Monday 22 Nov 21 Diary: Roosters crow in the distance. Finches chit in the bushes near the feeder. Residual water from the second rain this season (the wet is late and may not actually arrive) plops from foliage stirred into action by a light breeze. Back in Africa to sights and sounds which get into the soul and which you don’t know are there after you have been away for a long absence. The smell of earth. Of rain on dirt. After two years away it’s good to be back on the road and better to be at this destination. My five months residence here in 2013 means it is a familiar place. Even more so perhaps by discovering my taxi driver did an engineering degree in Wollongong. More on him elsewhere. We had a conversation which told common ground and we connected with shared humour and experiences.
It has proved an interesting week and those introductory reflections were swamped by worked. Swamped but not subsumed completely. Africa is the land of the ‘wait a while’ vine. The invisible one that catches ankles and binds arms and slows everything down. Africa has its own pace and you attempt to hurry it along at your peril. I waited at the counter to be served. I was only third in line and the other two had purchased nothing more complex than three samosas apiece. But heat each one, bag each one, add a paper serviette, take payment all at a leisurely pace and third in line has an ice cream melted to a slop in its wrapper. There is a theory out there that hot climates not being the centre of industry and innovation. Followers not initiators. Could that be true? Sometimes I think so.

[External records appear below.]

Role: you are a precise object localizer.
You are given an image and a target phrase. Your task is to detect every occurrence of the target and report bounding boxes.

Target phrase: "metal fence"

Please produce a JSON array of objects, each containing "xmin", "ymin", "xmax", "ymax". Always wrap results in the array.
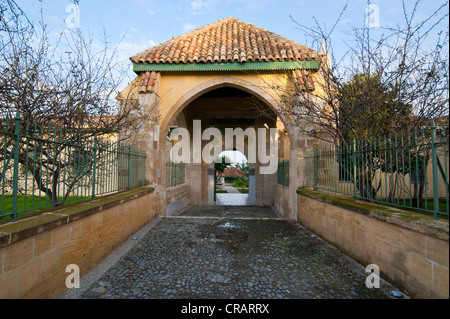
[
  {"xmin": 306, "ymin": 124, "xmax": 449, "ymax": 219},
  {"xmin": 277, "ymin": 161, "xmax": 289, "ymax": 186},
  {"xmin": 0, "ymin": 114, "xmax": 146, "ymax": 221},
  {"xmin": 166, "ymin": 162, "xmax": 186, "ymax": 187}
]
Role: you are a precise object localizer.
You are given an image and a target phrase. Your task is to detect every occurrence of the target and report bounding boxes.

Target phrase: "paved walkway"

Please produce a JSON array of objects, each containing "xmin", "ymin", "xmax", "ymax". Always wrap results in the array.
[
  {"xmin": 216, "ymin": 194, "xmax": 248, "ymax": 206},
  {"xmin": 60, "ymin": 206, "xmax": 406, "ymax": 299}
]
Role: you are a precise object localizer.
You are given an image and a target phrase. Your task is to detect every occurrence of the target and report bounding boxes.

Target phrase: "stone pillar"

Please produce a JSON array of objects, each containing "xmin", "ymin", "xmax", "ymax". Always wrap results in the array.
[
  {"xmin": 208, "ymin": 168, "xmax": 216, "ymax": 205},
  {"xmin": 247, "ymin": 167, "xmax": 255, "ymax": 205}
]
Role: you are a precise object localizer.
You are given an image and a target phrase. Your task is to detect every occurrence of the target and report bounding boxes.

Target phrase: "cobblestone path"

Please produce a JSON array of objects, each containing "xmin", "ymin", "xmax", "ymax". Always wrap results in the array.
[{"xmin": 62, "ymin": 206, "xmax": 404, "ymax": 299}]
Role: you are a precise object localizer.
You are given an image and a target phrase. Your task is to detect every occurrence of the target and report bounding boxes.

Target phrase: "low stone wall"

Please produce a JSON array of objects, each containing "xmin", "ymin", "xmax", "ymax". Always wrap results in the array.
[
  {"xmin": 166, "ymin": 183, "xmax": 189, "ymax": 216},
  {"xmin": 273, "ymin": 184, "xmax": 291, "ymax": 219},
  {"xmin": 0, "ymin": 187, "xmax": 154, "ymax": 298},
  {"xmin": 298, "ymin": 189, "xmax": 449, "ymax": 298}
]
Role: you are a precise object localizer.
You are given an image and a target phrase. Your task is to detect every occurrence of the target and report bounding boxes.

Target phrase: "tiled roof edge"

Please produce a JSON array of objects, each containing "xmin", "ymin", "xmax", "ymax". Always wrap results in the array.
[{"xmin": 133, "ymin": 60, "xmax": 320, "ymax": 73}]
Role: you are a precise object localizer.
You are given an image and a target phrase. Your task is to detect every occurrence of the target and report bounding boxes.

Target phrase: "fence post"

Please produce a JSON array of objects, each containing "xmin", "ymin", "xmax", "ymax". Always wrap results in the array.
[
  {"xmin": 431, "ymin": 121, "xmax": 439, "ymax": 219},
  {"xmin": 92, "ymin": 133, "xmax": 97, "ymax": 199},
  {"xmin": 316, "ymin": 147, "xmax": 319, "ymax": 190},
  {"xmin": 128, "ymin": 145, "xmax": 131, "ymax": 190},
  {"xmin": 352, "ymin": 139, "xmax": 356, "ymax": 199},
  {"xmin": 12, "ymin": 110, "xmax": 20, "ymax": 222}
]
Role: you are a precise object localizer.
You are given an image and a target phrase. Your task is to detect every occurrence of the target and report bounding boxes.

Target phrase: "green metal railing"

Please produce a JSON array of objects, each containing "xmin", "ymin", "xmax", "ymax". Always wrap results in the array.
[
  {"xmin": 0, "ymin": 113, "xmax": 146, "ymax": 221},
  {"xmin": 166, "ymin": 162, "xmax": 186, "ymax": 187},
  {"xmin": 306, "ymin": 124, "xmax": 449, "ymax": 219},
  {"xmin": 277, "ymin": 161, "xmax": 289, "ymax": 186}
]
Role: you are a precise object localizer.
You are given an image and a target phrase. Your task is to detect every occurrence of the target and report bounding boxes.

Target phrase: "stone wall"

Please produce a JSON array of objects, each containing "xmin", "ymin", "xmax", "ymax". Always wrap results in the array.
[
  {"xmin": 0, "ymin": 187, "xmax": 154, "ymax": 298},
  {"xmin": 298, "ymin": 189, "xmax": 449, "ymax": 298},
  {"xmin": 166, "ymin": 183, "xmax": 189, "ymax": 216}
]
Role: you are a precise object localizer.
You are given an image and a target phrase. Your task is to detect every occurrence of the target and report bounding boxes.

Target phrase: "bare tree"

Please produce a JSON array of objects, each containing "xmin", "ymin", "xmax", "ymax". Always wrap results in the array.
[
  {"xmin": 251, "ymin": 0, "xmax": 449, "ymax": 205},
  {"xmin": 253, "ymin": 0, "xmax": 449, "ymax": 145},
  {"xmin": 0, "ymin": 0, "xmax": 148, "ymax": 208}
]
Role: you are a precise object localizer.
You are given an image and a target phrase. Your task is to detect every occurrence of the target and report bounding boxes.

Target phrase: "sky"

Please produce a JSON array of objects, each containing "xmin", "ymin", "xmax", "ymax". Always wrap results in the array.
[
  {"xmin": 13, "ymin": 0, "xmax": 448, "ymax": 82},
  {"xmin": 12, "ymin": 0, "xmax": 448, "ymax": 162}
]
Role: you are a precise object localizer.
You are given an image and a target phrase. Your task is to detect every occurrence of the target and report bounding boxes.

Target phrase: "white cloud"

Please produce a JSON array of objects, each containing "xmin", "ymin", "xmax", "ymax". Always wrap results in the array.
[
  {"xmin": 189, "ymin": 0, "xmax": 217, "ymax": 14},
  {"xmin": 182, "ymin": 22, "xmax": 198, "ymax": 34}
]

But that shouldn’t detract from the positive. The office is located in a shared office complex and the place is full of enthusiastic and energetic men and women hunting the next best business thing. No different to any innovation hub in Sydney. But it’s not just them. It’s the bright eyed elderly man tapping along as he minds his little goats, the herd moving from nature strip into traffic and back. It’s the pell mell traffic which slows to a stop to accomodate them, drivers calling a cheery hello to him and his face lighting up in response. It’s the young man poorly dressed and pulling a loaded cart, his cargo of pot plants and flowers threatening to topple. He is trying to cut across three lanes of traffic racing down Mombasa Road. Its the drivers who stop and allow him passage, recognising no doubt a fellow traveller trying to make. living. It’s the vast variety of birds. The tortoises in the garden. The humid day. The animals oblivious to the city backdrop and for which we are very thankful. The guards in front of various houses up and down the roads I run guarding front gates, who salute as a stagger past (and who are possibly refreshing themselves on emergency numbers). It’s the hospitality at the club for dinner. Languid but timely service delivered with humour and a light tough. The colonial flavour but without the undertones. Or even the irony (I think?) It is the deep sense of going places even while they stand on a profound understanding of their history and of their tribes. It the sense that anything is possible – but only if it rains! They search the sky for a second rainy season that has passed them by. The trees are stressed and the grass is mostly dust. For all those bright young things looking for the next business revolution this country is built on agriculture, the products of which make up the bulk of its foreign earnings. Tourism is a big earner as well, but two years of COVID had destroyed that industry. Combine that with a drought and all is not well. Despite all that my engineer turned taxi driver is upbeat about what is possible. Where there is life there is hope and he is not convinced otherwise. Amen.